Affichage des articles dont le libellé est [EDITEUR] GALLIERA. Afficher tous les articles

LA ZIGOUNETTE TRANSCONTINENTALE

L'ALIBI DU LIBYEN, NORMAN ADAMS
GALLIERA / ADAMS # 8, 1974

Voici une lecture aussi effarante qu'atterrante : la huitième aventure de Norman Adams, docteur, espion, baiseur, loser. Hétéro-héros pathétique, adepte des pratiques sodomites sur la gent féminine et justicier international turbinant pour le compte d'une organisation de super Black Panthers Panafricanisés, le Wakanda version agit-prop du Tier Monde - soucoupes volantes, base secrète et technologies haut de gamme - enfin, ça, c'est ce que l'éditeur te promet dans le résumé des premières pages mais ne bave pas trop, de cette joncaille, tu n'en verra jamais la couleur.
Norman Adams, c'est plutôt du SAS d'extrême-gauche - une extrême gauche à prendre avec de fichues pincettes, je te préviens, puisqu'elle aurait plus tendance, cette extreme de la gauche, à définir la position du pénis au repos dans le bénouze de l'auteur que les possibles postures idéologiques arborées par le héros en titre.
Mais reprenons.

Ainsi, dans cet épisode, notre pauvre hère est contacté par Aldo Melone, un multi-miliardaire italien.
L'auteur, qui avance masqué sous le pseudonyme de son protagoniste principal tout en rédigeant ses exploits à la troisième personne du singulier (vas-y donc trouver une logique dans tout ça), l'auteur, donc, semble très en forme niveau blagounettes vaseuses et, page 29, ouvre les hostilités en nous informant des activités du richissime rital en ces termes (je cite car ça le mérite :)

"La MACA et la RONI constituaient [...] les deux mamelles de l'empire d'Aldo Melone."
On se marre doucement mais rassures-toi, il ne s'agit là qu'un d'un tout petit échauffement. Les choses sérieuses débutent quelques pages plus loin avec l'arrivée d'une pute Romaine (et pas Roumaine, s'il-te-plait), fervente adepte de sodome (normal) et grande dispensatrice en reparties comiques façon mantras obscurs.
"Au lit, coït qui mal y baise [...] mais au nid, coït qui mâle y bande," lance-t-elle finement en clôture du premier chapitre.
Clôture des préliminaires itou.
Car, page 35, on a parfaitement comprit que cet Alibi du Libyen, ça allait être la fête au n'importe quoi d'un bout à l'autre du bouquin.
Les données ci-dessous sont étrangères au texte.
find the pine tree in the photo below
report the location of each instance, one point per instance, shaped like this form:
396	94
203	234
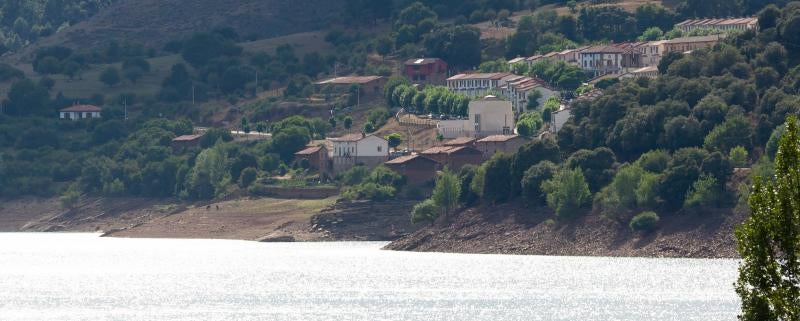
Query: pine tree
769	241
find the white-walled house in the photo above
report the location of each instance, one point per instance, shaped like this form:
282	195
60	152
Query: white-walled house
602	60
80	112
518	88
358	149
487	116
476	85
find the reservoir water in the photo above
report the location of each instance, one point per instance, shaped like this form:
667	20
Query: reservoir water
85	277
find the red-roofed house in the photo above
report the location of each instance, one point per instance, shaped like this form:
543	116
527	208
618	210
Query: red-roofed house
494	144
317	157
80	112
431	71
185	142
418	170
454	157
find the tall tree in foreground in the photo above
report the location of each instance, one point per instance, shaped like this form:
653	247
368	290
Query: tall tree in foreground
769	241
447	192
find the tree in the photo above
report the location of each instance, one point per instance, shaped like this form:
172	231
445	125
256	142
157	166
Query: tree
567	192
738	157
110	76
348	122
447	192
395	139
769	240
424	211
532	181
Une avalanche de conneries, un déchaînement d'humour qui tombe à plat, je te l'a fait courte : le second degré du trente-sixième dessous à prix discount, 15 centimes la palette (et encore, je suis pas sûr de tout vendre...)
Chapitre deux et avanti ! Adams et son italienne à gros cul discutent vaguement politique ("Oh ! moi, les partis ! À part celles des hommes !" déclare la charmante enfant) puis partent mollement baiser. Prennent enfin un avion qui se retrouve détourné par des terroristes palestiniens.
Ne t'attends pas à de l'action, il n'y en a pas.
Ne t'attends pas à du cul, il n'y en a pas non plus.
Attends toi uniquement à rencontrer un auteur en roue libre, un scribouillard qui s'emmerde en fignolant sa triste tambouille et choisi donc de prendre son fade en assenant de-ci de-là quelques paragraphes au mauvais goût plus vasouillard que distrayant.
Cf. les exemples donnés plus haut. Cf. aussi (et surtout) toute la kyrielle d'aberrations que tu découvrira si, un jour, par mégarde, tu te décides à chiner cet ouvrage.
Pour les autres, ceux qui n'ont pas que ça à foutre de leur temps, ceux qui s'en foutent dans les grandes largeurs (et les longitudes qui vont avec), ceux qui ont d'autres pains à fouetter sur leurs manches, notons tout de même, page 102, ce magnifique trait d'esprit de l'auteur, juste après que la Romaine sodomite ait traitée les terroristes Palestiniens d'enculés :
"Curieux que ce mot définisse les lâches ! Il faut au contraire, du moins me semble-t-il, un certain courage pour se faire défoncer la rondelle. Combien en ai-je vu pleurer sur leur oignon ravagé !"
Notons aussi, toujours pour les même zigues, page 155, cette profonde cogitation de notre héros au sujet des femmes - cogitation qui, peu à peu, semble se transformer en un explosif délire cosmico-lubrique :
"Que croyait-elle donc ? Qu'elle n'était pas une bonne femme comme les autres ? Bourrée de rêves et de pensées troubles ? Gonflée de désirs ? Ruisselante de plaisir, inondée de jouissance ? ... Rien ne déplaisait davantage à Norman Adams que ces pisseuses qui prétendent garder la tête froide en toutes circonstances. La tête, chez elles, ça veut dire le cul ; cette confusion anatomique suffisait à exaspérer le docteur.
' Quand donc les gens sauront-ils de quoi ils parlent ? ' pensa-t-il en se représentant simultanément les seins d'Antonella comme deux énormes grenades gonflées de suc, deux grenades entre lesquelles il eût bandé à planter comme dans des fesses rebondies le pain de dynamite de sa queue exigeante..."
Notons enfin, histoire de conclure, page 177, l'à-peu-près seule scène de cul du bouquin. Norman Adams fourrageant une terroriste Palestinienne, et cette dernière nous faisant l'honneur de partager une brève mais intense éclaircie réflexive :
"Dire que cette queue a traversé des océans et des continents pour venir se ficher là, dans mon cul !"
Et dire que je me suis tapé 220 pages de cette connerie pour en finir là...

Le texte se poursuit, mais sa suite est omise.